Monday, February 24, 2014

What's App? $19 billion for a company that has never made a profit!


One of my goals in this class is for students to look at decisions companies make and ask, "Is that a good decision?"

On Wednesday, 19 February, Facebook shocked the world by buying What's App for $19 billion (70 billion dirhams).  That's enough money to build 12 Burj Khalifas!

The next day the stock of Blackberry went up 8%.  Why?  Let's look at Blackberry's business model:  Blackberry currently generates revenue by:
1. Selling to retail customers (like people in the Emirates that love their Blackberries)
2. Selling to corporate customers (which in the business world this is called "Enterprise" sales or B2B - Business to Business sales)

BlackBerry also gets a tiny amount of revenue from BBM ads... but it is not much.  However, after What's App sold for $19 billion some investors wondered if maybe BBM might be worth much more than they previous thought.
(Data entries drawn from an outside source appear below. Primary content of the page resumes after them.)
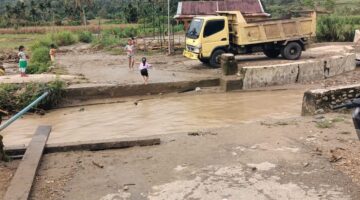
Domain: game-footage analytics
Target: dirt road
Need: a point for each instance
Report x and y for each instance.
(281, 159)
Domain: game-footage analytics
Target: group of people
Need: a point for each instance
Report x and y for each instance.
(129, 48)
(144, 65)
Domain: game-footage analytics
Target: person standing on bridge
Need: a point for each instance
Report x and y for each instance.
(22, 61)
(130, 50)
(143, 67)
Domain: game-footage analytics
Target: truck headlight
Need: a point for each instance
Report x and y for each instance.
(197, 49)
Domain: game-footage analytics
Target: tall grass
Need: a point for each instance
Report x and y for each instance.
(14, 97)
(334, 28)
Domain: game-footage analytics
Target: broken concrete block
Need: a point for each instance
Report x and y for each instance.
(229, 83)
(228, 64)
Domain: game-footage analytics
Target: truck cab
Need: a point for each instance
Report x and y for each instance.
(210, 36)
(207, 38)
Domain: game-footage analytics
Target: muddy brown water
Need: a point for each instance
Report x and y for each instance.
(157, 116)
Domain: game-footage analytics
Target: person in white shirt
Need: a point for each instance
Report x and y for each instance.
(130, 50)
(143, 67)
(22, 61)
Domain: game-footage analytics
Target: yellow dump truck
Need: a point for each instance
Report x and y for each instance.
(210, 36)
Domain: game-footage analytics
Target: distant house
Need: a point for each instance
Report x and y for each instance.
(251, 9)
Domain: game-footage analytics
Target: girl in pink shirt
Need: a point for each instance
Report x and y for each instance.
(143, 67)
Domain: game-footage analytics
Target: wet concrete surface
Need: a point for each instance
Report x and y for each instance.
(136, 118)
(104, 68)
(274, 159)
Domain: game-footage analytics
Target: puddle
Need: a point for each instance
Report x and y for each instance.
(158, 116)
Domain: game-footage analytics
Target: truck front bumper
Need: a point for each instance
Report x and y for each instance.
(190, 55)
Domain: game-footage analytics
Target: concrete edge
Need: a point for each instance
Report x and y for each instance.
(112, 91)
(318, 101)
(95, 145)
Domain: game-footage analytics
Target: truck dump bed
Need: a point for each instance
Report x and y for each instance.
(243, 33)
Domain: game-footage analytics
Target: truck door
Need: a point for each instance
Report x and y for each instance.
(215, 34)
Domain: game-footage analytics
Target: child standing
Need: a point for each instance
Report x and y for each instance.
(130, 50)
(52, 53)
(144, 66)
(22, 61)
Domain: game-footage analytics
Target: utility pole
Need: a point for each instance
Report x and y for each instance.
(169, 45)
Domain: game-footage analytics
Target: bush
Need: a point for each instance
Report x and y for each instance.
(44, 42)
(40, 61)
(85, 36)
(64, 38)
(335, 28)
(15, 97)
(107, 40)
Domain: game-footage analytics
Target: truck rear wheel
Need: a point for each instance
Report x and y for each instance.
(292, 51)
(204, 60)
(272, 53)
(216, 57)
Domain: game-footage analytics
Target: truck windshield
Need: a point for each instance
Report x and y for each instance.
(194, 29)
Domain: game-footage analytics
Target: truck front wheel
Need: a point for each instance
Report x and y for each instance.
(216, 57)
(272, 53)
(204, 60)
(292, 51)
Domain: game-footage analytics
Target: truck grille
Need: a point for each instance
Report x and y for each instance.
(190, 48)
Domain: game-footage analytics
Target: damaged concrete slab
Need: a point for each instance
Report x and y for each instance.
(298, 72)
(324, 99)
(21, 183)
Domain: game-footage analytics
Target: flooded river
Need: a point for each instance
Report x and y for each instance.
(157, 116)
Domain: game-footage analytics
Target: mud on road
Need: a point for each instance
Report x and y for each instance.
(273, 159)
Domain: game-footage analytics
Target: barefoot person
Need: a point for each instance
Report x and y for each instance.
(52, 53)
(130, 50)
(143, 67)
(22, 61)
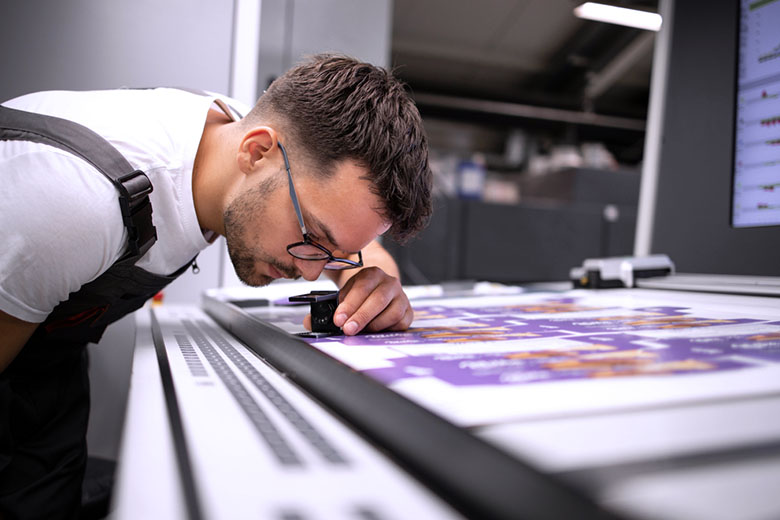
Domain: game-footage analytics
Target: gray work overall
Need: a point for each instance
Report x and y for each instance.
(44, 393)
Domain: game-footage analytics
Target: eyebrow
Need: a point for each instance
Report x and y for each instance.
(326, 231)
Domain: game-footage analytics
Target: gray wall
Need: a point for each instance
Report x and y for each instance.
(692, 215)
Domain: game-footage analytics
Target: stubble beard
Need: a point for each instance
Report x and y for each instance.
(250, 206)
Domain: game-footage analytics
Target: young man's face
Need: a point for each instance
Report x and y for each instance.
(340, 213)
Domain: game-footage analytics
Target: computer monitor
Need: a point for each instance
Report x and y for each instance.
(692, 215)
(756, 189)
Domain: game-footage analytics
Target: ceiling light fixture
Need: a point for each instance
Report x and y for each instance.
(619, 15)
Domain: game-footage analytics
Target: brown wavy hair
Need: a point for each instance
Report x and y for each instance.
(335, 107)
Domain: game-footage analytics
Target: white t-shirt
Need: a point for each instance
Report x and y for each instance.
(61, 225)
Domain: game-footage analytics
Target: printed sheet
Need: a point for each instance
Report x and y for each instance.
(490, 359)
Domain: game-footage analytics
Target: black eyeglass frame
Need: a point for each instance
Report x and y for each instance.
(333, 263)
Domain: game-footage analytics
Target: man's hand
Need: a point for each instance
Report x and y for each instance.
(373, 301)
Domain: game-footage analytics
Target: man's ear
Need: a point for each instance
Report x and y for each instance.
(255, 145)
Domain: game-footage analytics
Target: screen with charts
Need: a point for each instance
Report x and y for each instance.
(756, 190)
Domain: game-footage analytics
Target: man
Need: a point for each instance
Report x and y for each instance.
(332, 156)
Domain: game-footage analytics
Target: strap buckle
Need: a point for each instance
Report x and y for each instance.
(134, 189)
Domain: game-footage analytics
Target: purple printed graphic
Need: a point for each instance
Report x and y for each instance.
(613, 355)
(596, 342)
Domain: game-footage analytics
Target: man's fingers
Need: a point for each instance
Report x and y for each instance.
(397, 316)
(355, 292)
(374, 304)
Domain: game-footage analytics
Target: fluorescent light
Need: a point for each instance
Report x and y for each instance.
(619, 15)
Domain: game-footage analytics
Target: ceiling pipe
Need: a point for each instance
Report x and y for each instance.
(528, 111)
(603, 80)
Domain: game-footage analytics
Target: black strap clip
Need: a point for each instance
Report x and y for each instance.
(134, 189)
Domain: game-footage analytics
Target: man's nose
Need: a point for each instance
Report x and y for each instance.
(309, 269)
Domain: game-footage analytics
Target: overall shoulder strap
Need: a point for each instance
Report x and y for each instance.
(133, 185)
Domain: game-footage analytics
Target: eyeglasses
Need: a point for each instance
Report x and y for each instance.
(308, 249)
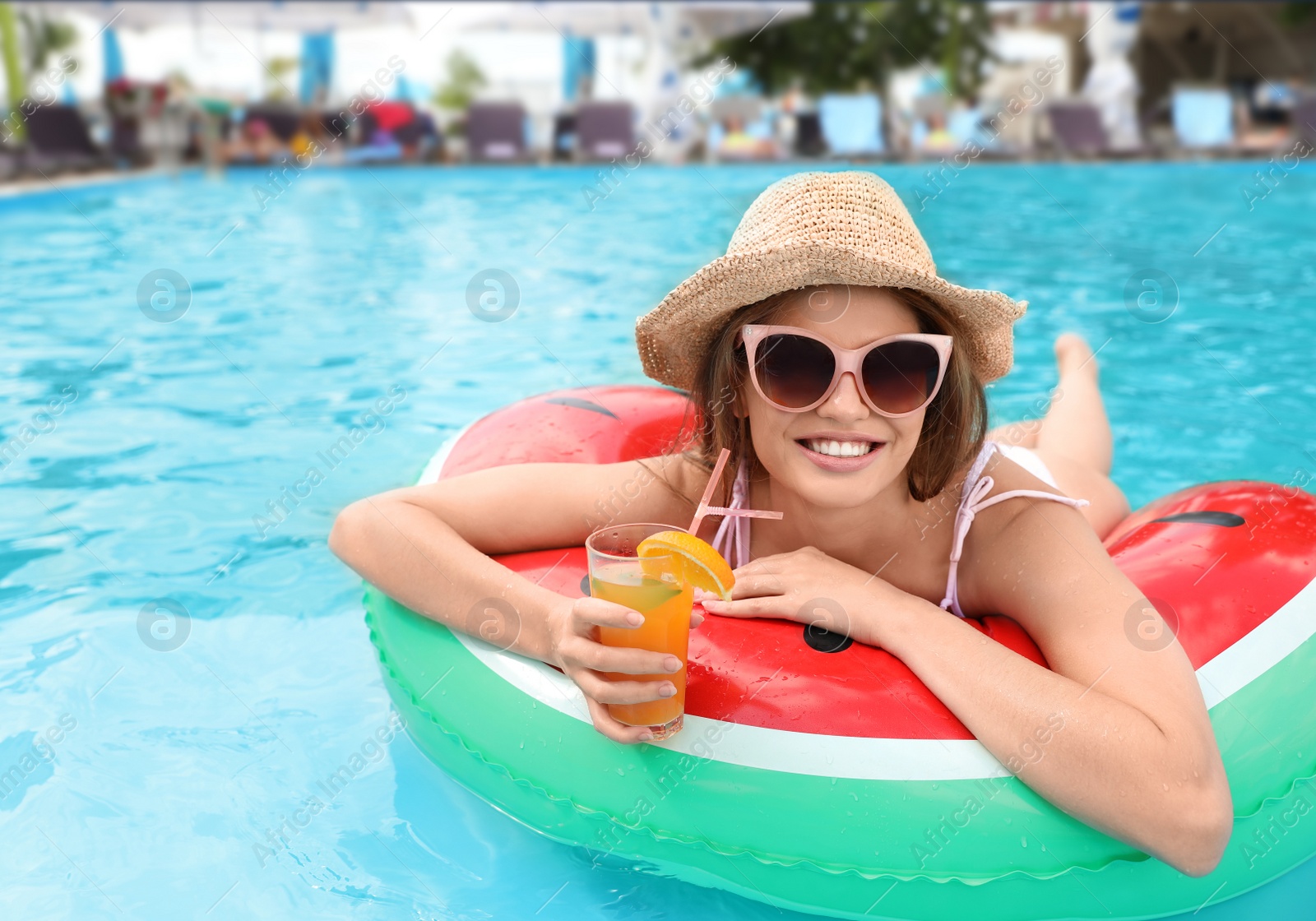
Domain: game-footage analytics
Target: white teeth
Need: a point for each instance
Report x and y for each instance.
(840, 449)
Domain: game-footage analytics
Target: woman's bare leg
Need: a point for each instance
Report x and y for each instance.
(1074, 437)
(1076, 424)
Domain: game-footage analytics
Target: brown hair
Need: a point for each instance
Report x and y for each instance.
(953, 429)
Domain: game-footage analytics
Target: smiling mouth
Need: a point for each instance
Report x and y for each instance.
(839, 449)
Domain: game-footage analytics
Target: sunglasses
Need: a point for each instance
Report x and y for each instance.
(798, 370)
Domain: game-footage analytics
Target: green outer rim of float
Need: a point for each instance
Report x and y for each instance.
(747, 829)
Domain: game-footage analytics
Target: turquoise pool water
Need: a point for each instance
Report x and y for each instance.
(184, 741)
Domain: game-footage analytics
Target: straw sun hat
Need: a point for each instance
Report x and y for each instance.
(819, 228)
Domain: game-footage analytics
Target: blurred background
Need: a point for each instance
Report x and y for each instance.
(229, 230)
(102, 86)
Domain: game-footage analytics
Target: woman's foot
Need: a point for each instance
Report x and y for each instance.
(1073, 355)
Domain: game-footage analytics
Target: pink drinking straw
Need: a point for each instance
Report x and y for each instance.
(704, 508)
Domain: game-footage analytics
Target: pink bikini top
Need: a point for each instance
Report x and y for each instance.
(732, 539)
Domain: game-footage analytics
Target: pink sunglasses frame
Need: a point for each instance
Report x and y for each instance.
(846, 361)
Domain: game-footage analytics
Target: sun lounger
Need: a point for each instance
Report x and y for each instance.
(282, 122)
(58, 140)
(1077, 128)
(1304, 118)
(495, 132)
(605, 131)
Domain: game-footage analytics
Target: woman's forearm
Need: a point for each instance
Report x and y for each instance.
(420, 561)
(1092, 756)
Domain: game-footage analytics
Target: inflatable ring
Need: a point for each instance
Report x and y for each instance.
(829, 780)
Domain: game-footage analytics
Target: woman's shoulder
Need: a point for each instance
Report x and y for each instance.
(1023, 537)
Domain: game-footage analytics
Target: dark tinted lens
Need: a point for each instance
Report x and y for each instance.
(901, 375)
(793, 370)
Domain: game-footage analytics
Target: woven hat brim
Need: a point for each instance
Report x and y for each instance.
(674, 336)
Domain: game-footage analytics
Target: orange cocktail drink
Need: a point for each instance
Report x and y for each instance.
(656, 585)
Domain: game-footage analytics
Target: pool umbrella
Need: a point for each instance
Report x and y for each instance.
(114, 56)
(316, 66)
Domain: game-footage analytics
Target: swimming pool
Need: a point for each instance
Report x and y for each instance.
(166, 478)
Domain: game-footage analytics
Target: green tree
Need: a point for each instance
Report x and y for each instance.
(846, 46)
(464, 79)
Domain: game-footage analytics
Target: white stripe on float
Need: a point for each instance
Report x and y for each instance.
(756, 747)
(1263, 649)
(874, 758)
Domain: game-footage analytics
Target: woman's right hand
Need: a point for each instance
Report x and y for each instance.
(579, 655)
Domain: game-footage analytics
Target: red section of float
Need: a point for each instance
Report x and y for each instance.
(1228, 557)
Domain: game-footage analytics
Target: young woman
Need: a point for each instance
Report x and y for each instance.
(846, 378)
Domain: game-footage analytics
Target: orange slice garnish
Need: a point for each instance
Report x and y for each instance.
(699, 565)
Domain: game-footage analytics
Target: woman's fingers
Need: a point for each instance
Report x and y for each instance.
(619, 658)
(587, 612)
(620, 692)
(754, 585)
(767, 605)
(618, 732)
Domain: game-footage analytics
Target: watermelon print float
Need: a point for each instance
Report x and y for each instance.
(824, 776)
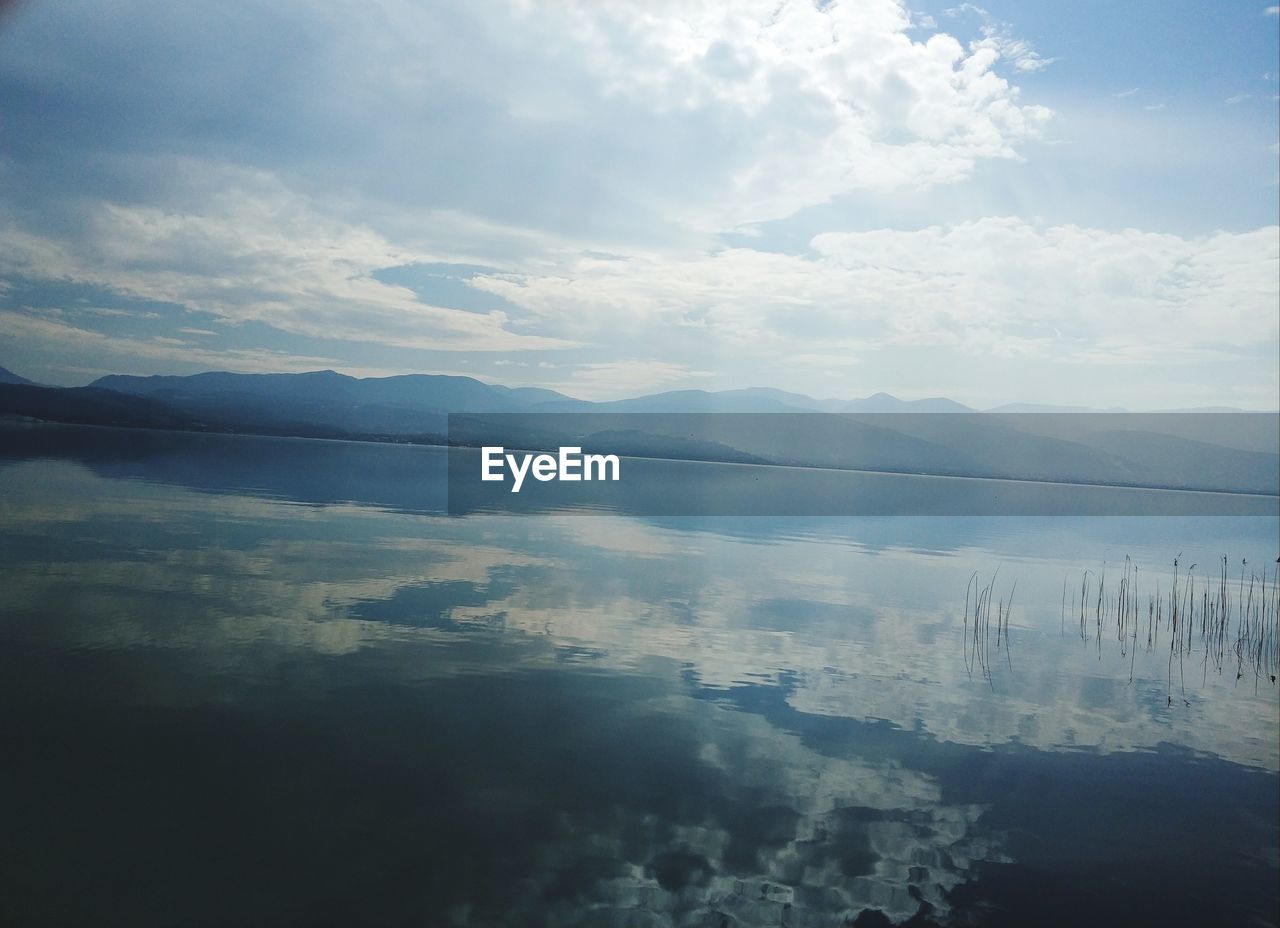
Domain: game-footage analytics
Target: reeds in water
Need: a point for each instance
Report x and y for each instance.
(1226, 625)
(978, 604)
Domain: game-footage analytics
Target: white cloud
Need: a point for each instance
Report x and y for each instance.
(996, 286)
(255, 251)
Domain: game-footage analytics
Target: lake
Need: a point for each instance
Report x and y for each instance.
(273, 682)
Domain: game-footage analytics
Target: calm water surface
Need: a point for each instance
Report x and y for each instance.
(268, 682)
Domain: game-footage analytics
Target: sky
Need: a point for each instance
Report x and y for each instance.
(1029, 201)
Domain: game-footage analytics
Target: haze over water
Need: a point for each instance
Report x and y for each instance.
(268, 699)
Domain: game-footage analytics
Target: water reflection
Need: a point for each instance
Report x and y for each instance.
(280, 707)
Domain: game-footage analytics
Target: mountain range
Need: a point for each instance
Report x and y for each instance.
(1191, 451)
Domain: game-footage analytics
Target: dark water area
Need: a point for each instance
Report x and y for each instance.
(272, 682)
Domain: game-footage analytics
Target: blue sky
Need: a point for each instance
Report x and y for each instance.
(997, 202)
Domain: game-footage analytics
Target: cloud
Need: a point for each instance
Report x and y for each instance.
(625, 378)
(995, 286)
(36, 332)
(256, 251)
(615, 119)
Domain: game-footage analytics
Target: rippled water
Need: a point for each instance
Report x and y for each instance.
(254, 681)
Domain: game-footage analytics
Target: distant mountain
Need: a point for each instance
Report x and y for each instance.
(883, 402)
(8, 376)
(407, 406)
(941, 437)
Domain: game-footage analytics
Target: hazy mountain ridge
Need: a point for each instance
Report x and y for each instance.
(941, 437)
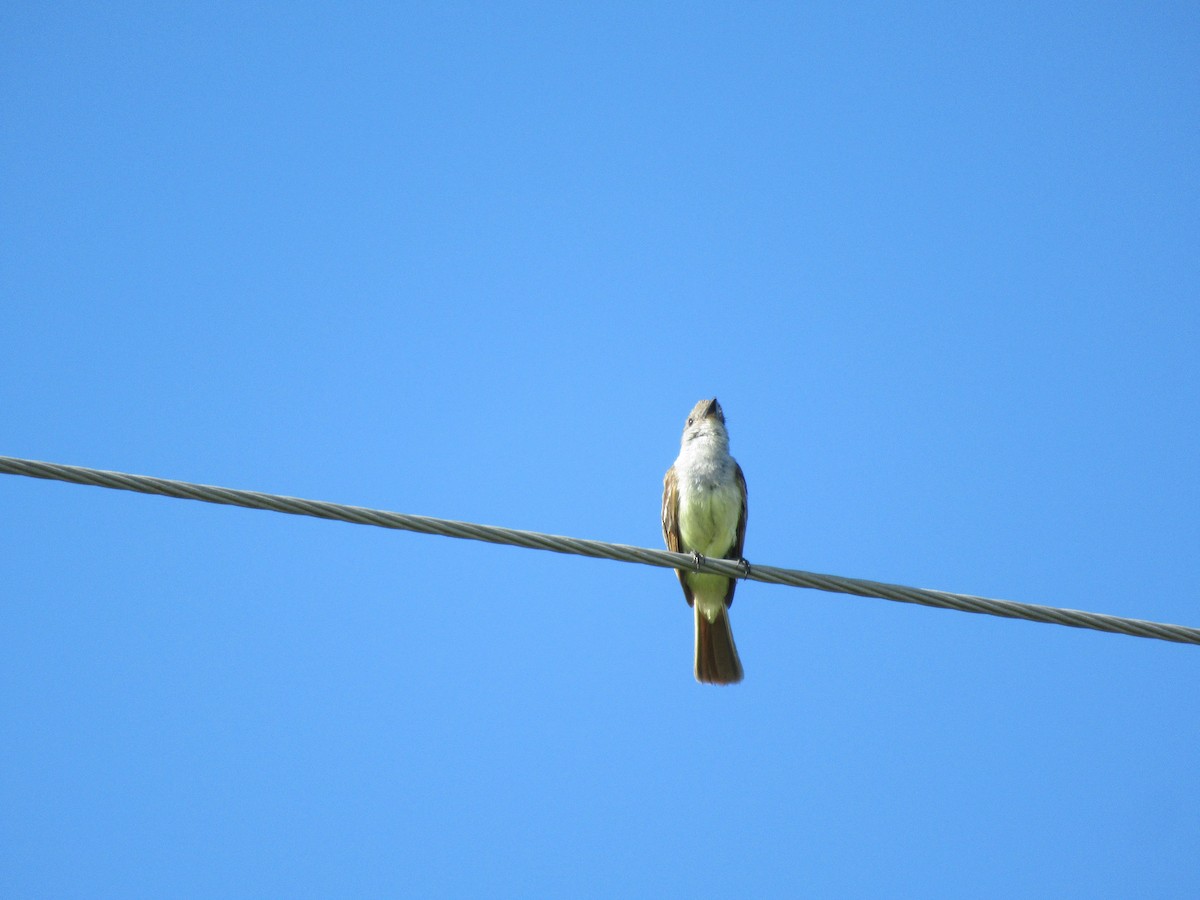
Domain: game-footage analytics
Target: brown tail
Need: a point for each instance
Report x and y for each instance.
(717, 657)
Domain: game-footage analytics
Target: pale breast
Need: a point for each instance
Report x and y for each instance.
(708, 517)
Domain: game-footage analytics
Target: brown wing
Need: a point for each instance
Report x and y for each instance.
(671, 523)
(736, 550)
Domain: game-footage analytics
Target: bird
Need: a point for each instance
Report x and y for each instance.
(705, 514)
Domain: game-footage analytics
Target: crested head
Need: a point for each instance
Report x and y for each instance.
(706, 421)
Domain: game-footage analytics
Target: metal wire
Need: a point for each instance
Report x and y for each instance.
(622, 552)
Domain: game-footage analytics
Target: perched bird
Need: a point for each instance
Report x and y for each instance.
(705, 514)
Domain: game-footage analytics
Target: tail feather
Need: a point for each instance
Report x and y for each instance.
(717, 657)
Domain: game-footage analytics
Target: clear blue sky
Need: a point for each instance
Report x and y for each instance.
(477, 261)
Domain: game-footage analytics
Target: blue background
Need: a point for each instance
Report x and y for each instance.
(478, 261)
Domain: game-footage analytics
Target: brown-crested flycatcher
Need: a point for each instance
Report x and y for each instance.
(705, 514)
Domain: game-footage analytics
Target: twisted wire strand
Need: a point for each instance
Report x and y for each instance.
(601, 550)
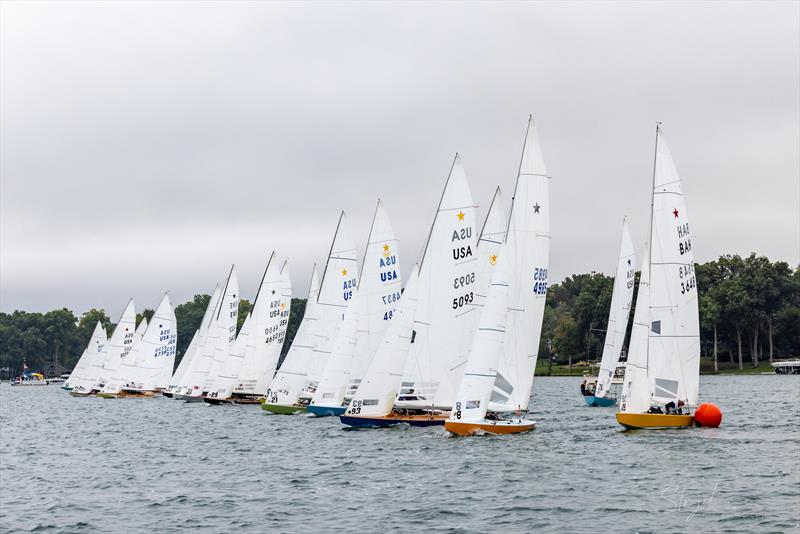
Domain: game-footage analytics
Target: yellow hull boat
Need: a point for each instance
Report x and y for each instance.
(653, 420)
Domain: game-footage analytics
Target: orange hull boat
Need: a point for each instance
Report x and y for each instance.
(489, 427)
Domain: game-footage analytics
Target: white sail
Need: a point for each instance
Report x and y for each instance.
(87, 370)
(528, 243)
(288, 383)
(379, 387)
(480, 373)
(618, 313)
(178, 378)
(674, 338)
(275, 334)
(154, 355)
(251, 356)
(221, 333)
(118, 346)
(370, 311)
(447, 279)
(635, 396)
(339, 281)
(671, 357)
(127, 372)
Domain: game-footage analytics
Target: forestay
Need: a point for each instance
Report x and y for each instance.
(619, 312)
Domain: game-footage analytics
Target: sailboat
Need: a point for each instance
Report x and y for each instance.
(599, 392)
(148, 366)
(202, 371)
(291, 393)
(469, 414)
(256, 349)
(279, 312)
(373, 401)
(370, 312)
(436, 331)
(662, 373)
(86, 370)
(290, 378)
(117, 348)
(177, 383)
(499, 376)
(528, 247)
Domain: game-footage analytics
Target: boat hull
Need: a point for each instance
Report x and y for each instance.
(633, 421)
(326, 411)
(392, 420)
(599, 401)
(187, 398)
(464, 429)
(280, 409)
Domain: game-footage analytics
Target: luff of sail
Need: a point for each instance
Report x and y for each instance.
(619, 312)
(528, 243)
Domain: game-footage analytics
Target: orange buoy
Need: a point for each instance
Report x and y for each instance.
(708, 414)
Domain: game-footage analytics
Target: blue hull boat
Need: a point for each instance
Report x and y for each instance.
(599, 401)
(326, 411)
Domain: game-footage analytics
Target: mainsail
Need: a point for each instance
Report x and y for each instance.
(87, 370)
(379, 387)
(528, 245)
(221, 333)
(370, 311)
(199, 338)
(443, 322)
(339, 282)
(480, 373)
(291, 377)
(118, 346)
(619, 312)
(672, 354)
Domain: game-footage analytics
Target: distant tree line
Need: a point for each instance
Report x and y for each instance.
(749, 311)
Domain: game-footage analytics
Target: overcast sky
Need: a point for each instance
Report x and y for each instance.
(146, 147)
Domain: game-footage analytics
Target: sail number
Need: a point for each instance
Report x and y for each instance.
(686, 274)
(355, 409)
(463, 300)
(540, 281)
(461, 281)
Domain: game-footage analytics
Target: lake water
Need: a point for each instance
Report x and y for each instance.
(159, 465)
What's App has 450 million users.  With a sales price of $19 billion that means Facebook purchased What's App for $42 per current user.  Think about that.  If you have a What's App? account like I do it means FB just paid $42 for your account and all of your friends.  How will they ever get $42 worth of revenue from me, you and everyone you know?  Advertisements?  If they start giving me lots of ads people will switch.  Some people have suggested Facebook did it to gather more information about users.  I doubt it.  While What's App knows who I talk to and what I like to talk about, Facebook knows EVERYTHING about me already.

Anyhow, it seems to me that Facebook paid way, way, WAY too much money.  What What's App offers is great but it is very easy to duplicate.  If they try to make money (by showing a bunch of ads or charging for the App) we can all just switch to one of the other apps out there.

Related vocabulary:
Business model:  How a company gets money coming in.  Many companies have a business model of selling stuff.  Some companies sell to other companies.  Some companies- like Google - make money without much retail sales.  Google makes money from you every time you do a search and they can show you an advertisement.

Revenue - Money coming into a company
Expenses - Money going out of a company

Revenue - expenses = operating profit (or loss)

Profit is also called income.

In your accounting classes you will learn about how paying interest on debt and paying taxes affects income.  For supply chain we will keep it simple.